At the foundation of this method is the computation of percentile limits for the underlying income distribution. Esri’s measures rely on a categorical distribution: households by income intervals. Like our median estimation methods, a percentile limit is calculated from the income intervals of the distribution using Pareto interpolation unless the limit falls in the lowest (<$15,000) or highest (>$200,000) interval. For the lowest interval, linear interpolation is used. Figure 7 below demonstrates the relationship between percentile limits and households. The diagram displays the estimated U.S. quintile limits (the 20th, 40th, 60th, and 80th percentile limits). These dollar values divide total U.S. households into equal bins representing 20 percent of the population.
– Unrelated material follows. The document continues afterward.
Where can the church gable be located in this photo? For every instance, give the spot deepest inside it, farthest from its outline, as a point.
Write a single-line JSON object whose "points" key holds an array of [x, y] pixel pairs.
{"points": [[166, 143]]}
Figure 7: U.S. Income scale and percentile limits
The shape of the income distribution determines the scale, and the spread of quintiles is demonstrated in the quintile charts for area X and area Y shown in figures 8 and 9. Regardless of the dollar value of the quintile limits, the same number of households is in each of the five quintile groups. The concentration of household incomes in area Y is illustrated by the quintile limits falling within a very small range.
Figure 8: Income scale and percentile limits for area X
Figure 9: Income scale and percentile limits for area Y
Though both areas have similar Gini Index values, interdecile ratios (Table 3) shed more light on the shape of the distribution. Interdecile ratios capture the relationship between percentile limits into one comparative metric. The P90-10 ratio for area X exceeds that of area Y by more than a factor of 2.5, indicating that there is a wider range household incomes in area X than in area Y. Area X is more unequal than area Y, as indicated by the P90-10 ratio. Breaking this down into the P90-50 and P50-10 ratios confirms that the difference in inequality for these two areas is driven by inequality below the median. This shows that area X has a larger gap or spread between incomes of households earning the median compared to the households earning at the 10th percentile of the distribution. Inequality above the median is the same between the two.
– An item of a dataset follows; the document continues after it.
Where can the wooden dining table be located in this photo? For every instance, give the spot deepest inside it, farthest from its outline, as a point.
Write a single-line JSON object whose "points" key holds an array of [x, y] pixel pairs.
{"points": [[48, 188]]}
Table 3: Interdecile ratios for areas X and Y
Revisiting the Northern Virginia counties example, the P90-10 ratio provides more interpretable metrics for inequality. As indicated by the Gini Index, Loudoun County is also the least unequal by this measure. This is driven by the relative concentration of income in the upper tier, resulting in a smaller range between income of households earning at the 90th percentile limit and those earning at the 10th percentile. The concentration in income in the upper tier is reflected in the lowest P90-50 ratio—in other words, inequality above the median is low. Interdecile ratios determine that Arlington County is more unequal than Prince William County (where the Gini Index did not show a difference) with a 1.9 percent point difference in the P90-10 ratio. All these counties show a sizeable difference in inequality above and below the median, as indicated by the P90-50 ratios being about half of the P50-10 ratios.
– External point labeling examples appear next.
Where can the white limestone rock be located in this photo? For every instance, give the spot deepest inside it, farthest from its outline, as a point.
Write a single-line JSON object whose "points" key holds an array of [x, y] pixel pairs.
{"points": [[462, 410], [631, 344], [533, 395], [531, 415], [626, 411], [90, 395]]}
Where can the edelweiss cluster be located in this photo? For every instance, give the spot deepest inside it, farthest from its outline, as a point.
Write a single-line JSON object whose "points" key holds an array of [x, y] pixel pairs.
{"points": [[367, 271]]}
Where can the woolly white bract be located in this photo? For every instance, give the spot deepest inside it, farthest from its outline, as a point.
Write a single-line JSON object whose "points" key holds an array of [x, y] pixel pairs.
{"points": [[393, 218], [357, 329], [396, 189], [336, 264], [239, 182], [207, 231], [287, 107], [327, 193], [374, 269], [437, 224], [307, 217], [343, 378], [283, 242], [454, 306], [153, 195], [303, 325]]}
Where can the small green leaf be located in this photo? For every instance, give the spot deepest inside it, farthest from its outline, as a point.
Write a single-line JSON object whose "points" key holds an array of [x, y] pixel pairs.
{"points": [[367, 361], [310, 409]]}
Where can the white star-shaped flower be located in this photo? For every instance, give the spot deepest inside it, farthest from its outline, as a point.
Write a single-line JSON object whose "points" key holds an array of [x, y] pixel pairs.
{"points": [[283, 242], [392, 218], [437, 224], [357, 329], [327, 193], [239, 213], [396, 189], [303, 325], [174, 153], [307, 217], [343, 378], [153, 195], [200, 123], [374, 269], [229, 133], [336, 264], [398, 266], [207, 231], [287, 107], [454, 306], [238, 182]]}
Table 4: Interdecile ratios for select Virginia counties
Share ratios
Interdecile ratios are positional measures while share ratios also reflect aggregate income earned by the highest earners relative to the lowest earners. Two share measures are developed by Esri:
S80-20 Share Ratio - Total income of households earning at or above the 80th percentile limit to the total income of households earning at or below the 20th percentile limit. Definitionally, this statistic is the ratio of the income earned by the upper tier to income earned by the lower tier, in other words, a comparison of incomes earned by households not in the middle tier.
S90-40 Share Ratio - Total income of households earning at or above the 90th percentile limit to the total income of households earning at or below the 40th percentile limit. This ratio is commonly referred to as the Palma ratio, proposed by Alex Cobham and Andy Summer following the work of Gabriel Palma[2]. His research concluded that, across countries in the study, 50 percent of households (between the 40th and 90th percentile) earned 50 percent of national income. The stability of this middle income share over time, and the relative instability of the lowest 40 percent and uppermost 10 percent of earners is the foundation of this inequality measure.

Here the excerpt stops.